# 24Online client automatically opens a homepage



## nix (Aug 27, 2005)

as you know already...whenever i connect to internet thru the 24Online client [elitecore], i get a message saying-You are now logged in.
and then immediately a new IE window opens automatically with softwarepatch homepage. this is so annoying as I don't use IE. Is ther anyway to stop that IE window open automatically??


----------



## expertno.1 (Aug 27, 2005)

post a hijackthis log here


----------



## QwertyManiac (Aug 27, 2005)

use a firewall like zone 6 and block it
also, is that spyware or u dont like IE...
if u dont like it then jus uninstall it via components...


----------



## theraven (Aug 29, 2005)

u cant block it
u cant do anythign abt it
the setting is from the server side of ur ISP
trust me i know . i TRIED

expert and QM ... dont talk when u have no clue .. it has nuthin to do with adware / spyware


----------



## club_pranay (Aug 29, 2005)

same problem with sify.... i have a download package... it's so irritating!!


----------



## theraven (Aug 29, 2005)

what package ?
what problem ?
does sify also use 24 online ?


----------



## Choto Cheeta (Aug 29, 2005)

not only that... i mean not only with elitcore... Reliance CDMA R connect/TATA Indicom CDMA dialer also does the same... it just brings a IE windows open... but with those dialer if one can dial with windows dialer... then it doesnt happens... so those software installes some thing which does this act...


----------



## Ringwraith (Aug 30, 2005)

mine opens up in a firefox page  ..not as bad as IE but as raven said..cannot be helped


----------



## techno_funky (Aug 30, 2005)

theraven said:
			
		

> what package ?
> what problem ?
> does sify also use 24 online ?



hehehe well almost yes 
we too have a dialer 
that opens the sify homepage 
whenever we connect 
but sify opens quite a intresting page 
its like it opens thier Sports section or the entertaintment section etc
yeps it is quite annoying 
but somehow my hands have been trained  to quickly go for the close button of IE


----------



## Choto Cheeta (Aug 30, 2005)

@techno_funky

does ur connection have data limit...

u know why i am asking that?? as who pays for that page?? as sify is opening that page without ur permission... then sify should pay for that graphics crampd page... lol.. may b u r not bother about that little data trancefar... but morally why should u pay that??


----------



## theraven (Aug 30, 2005)

like i said its ur isp
dun worry dialer has no spyware/adware
its a setting from the server side of ur ISP

as for ur issues concernin the download. . u should take it up with the ISP
although i highly doubt that they'll change the policy for u


----------



## techno_funky (Aug 30, 2005)

saurav_cheeta said:
			
		

> @techno_funky
> 
> does ur connection have data limit...
> 
> u know why i am asking that?? as who pays for that page?? as sify is opening that page without ur permission... then sify should pay for that graphics crampd page... lol.. may b u r not bother about that little data trancefar... but morally why should u pay that??

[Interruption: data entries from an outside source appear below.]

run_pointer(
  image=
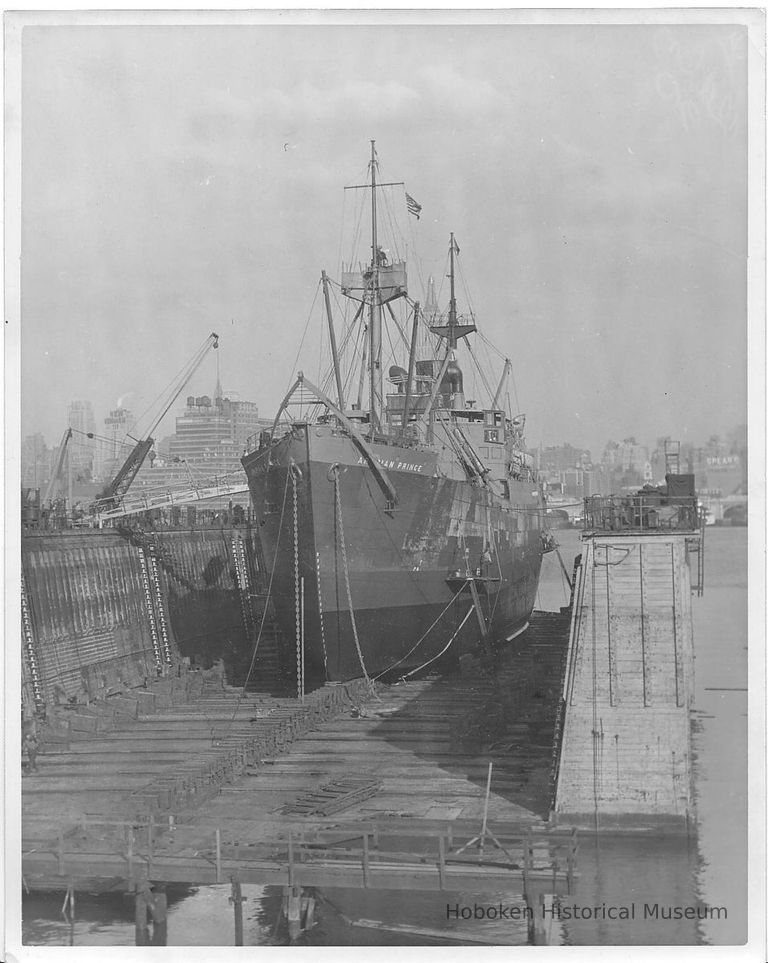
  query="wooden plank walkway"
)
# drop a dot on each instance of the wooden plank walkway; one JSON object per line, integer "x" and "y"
{"x": 429, "y": 742}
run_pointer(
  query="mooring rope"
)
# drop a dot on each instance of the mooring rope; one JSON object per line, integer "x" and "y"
{"x": 445, "y": 649}
{"x": 320, "y": 610}
{"x": 266, "y": 605}
{"x": 345, "y": 567}
{"x": 418, "y": 643}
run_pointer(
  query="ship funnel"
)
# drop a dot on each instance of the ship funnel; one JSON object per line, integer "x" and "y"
{"x": 452, "y": 387}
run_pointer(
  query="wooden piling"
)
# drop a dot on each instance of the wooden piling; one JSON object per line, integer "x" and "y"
{"x": 142, "y": 928}
{"x": 293, "y": 913}
{"x": 160, "y": 917}
{"x": 236, "y": 899}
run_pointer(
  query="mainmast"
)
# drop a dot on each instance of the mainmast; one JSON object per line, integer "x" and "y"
{"x": 375, "y": 285}
{"x": 377, "y": 386}
{"x": 453, "y": 330}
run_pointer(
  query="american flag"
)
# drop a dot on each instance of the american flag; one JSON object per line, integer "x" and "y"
{"x": 413, "y": 206}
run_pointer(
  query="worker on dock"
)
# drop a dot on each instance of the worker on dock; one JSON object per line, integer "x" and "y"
{"x": 30, "y": 746}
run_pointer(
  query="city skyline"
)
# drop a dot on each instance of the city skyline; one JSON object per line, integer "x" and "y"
{"x": 178, "y": 181}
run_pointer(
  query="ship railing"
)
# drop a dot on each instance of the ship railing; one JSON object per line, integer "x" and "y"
{"x": 641, "y": 513}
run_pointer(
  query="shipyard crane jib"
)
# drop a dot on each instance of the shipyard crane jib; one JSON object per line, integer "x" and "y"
{"x": 146, "y": 503}
{"x": 114, "y": 492}
{"x": 53, "y": 485}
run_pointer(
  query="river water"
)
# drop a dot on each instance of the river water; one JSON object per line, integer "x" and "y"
{"x": 707, "y": 868}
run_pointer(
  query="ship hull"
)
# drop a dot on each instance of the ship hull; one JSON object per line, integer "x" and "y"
{"x": 414, "y": 572}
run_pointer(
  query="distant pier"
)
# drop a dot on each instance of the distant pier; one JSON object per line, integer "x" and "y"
{"x": 624, "y": 754}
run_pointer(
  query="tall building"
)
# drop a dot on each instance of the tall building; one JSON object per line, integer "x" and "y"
{"x": 211, "y": 434}
{"x": 113, "y": 448}
{"x": 81, "y": 449}
{"x": 35, "y": 461}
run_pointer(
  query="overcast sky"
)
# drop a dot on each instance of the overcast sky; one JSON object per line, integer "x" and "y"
{"x": 179, "y": 180}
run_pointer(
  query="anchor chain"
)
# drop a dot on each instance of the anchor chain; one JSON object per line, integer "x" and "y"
{"x": 320, "y": 609}
{"x": 164, "y": 637}
{"x": 29, "y": 649}
{"x": 150, "y": 608}
{"x": 241, "y": 576}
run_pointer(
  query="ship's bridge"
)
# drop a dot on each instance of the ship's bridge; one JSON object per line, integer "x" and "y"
{"x": 393, "y": 281}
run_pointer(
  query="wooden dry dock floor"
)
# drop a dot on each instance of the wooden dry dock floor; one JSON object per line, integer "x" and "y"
{"x": 428, "y": 743}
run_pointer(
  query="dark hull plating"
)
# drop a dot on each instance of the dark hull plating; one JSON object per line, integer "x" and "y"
{"x": 406, "y": 567}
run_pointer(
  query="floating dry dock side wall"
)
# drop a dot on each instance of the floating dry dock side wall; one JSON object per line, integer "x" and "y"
{"x": 104, "y": 610}
{"x": 625, "y": 756}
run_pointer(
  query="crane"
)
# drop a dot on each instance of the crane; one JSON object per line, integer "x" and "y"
{"x": 52, "y": 488}
{"x": 113, "y": 493}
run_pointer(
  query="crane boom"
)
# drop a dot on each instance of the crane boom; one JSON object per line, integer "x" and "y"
{"x": 53, "y": 484}
{"x": 114, "y": 492}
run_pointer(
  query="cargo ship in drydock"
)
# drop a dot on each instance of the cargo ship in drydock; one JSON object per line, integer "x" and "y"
{"x": 401, "y": 526}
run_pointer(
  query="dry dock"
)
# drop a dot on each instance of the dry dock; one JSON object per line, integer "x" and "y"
{"x": 212, "y": 789}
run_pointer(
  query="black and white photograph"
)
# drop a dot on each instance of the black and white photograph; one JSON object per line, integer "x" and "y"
{"x": 384, "y": 395}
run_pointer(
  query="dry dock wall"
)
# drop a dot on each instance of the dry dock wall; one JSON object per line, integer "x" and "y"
{"x": 625, "y": 754}
{"x": 103, "y": 610}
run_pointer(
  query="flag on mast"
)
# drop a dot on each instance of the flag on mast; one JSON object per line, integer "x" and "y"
{"x": 413, "y": 206}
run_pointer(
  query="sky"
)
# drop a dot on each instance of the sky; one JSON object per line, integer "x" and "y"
{"x": 185, "y": 179}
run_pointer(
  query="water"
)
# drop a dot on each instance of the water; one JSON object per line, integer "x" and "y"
{"x": 710, "y": 867}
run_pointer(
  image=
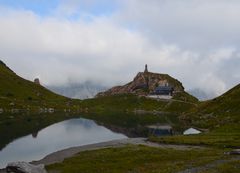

yeps i too have a data cap 
but yeps iam not concerned about it 
cause allrite a site wont take gbs of data 
so not a problem for me


----------



## KnightRider (Aug 31, 2005)

well i also use 24online,, is it happeneing now or was it there since the very beginning... as i dont get any homepage started when i log in


----------



## theraven (Aug 31, 2005)

boss .. it is ISP dependent
if ur isp decides to display u a page .. IT WILL
why is that soo tought to understand ?


----------



## crashuniverse (Aug 31, 2005)

> does ur connection have data limit...
> 
> u know why i am asking that?? as who pays for that page?? as sify is opening that page without ur permission... then sify should pay for that graphics crampd page... lol.. may b u r not bother about that little data trancefar... but morally why should u pay that??



that was something really so logical. in fact u shd directly call them up and ask the reason why does it happen so.

u ppl have a clear idea "all broadband wale chor hote hain!" we gotta fight against them. may be a page doesnt take GBs and may be it wont affect u much but u need to ask them a simple WHY?


----------



## Generic Superhero (Sep 1, 2005)

Ur ISP has set it so. No way to get rid of it.


----------



## shyamalpandya (Nov 11, 2006)

hey guys, here is your RESULT !!!

go to RUN > type Regedit > Press Enter > Navigate to this Registry :

HKEY_LOCAL_MACHINE\SOFTWARE\eLitecore\Cyberoam\24Online\Authintication Client\Preferences

there will be lots of settings for registry. pls dnt even touch any of them 

Double Click on "OpenPageURL"

It will allow you to change the homepage that opens automatically when you log in. You may do 2 things :

1 - change the URL to whatever webpage you want
2- Make it blank, so it will never open any page automatically. 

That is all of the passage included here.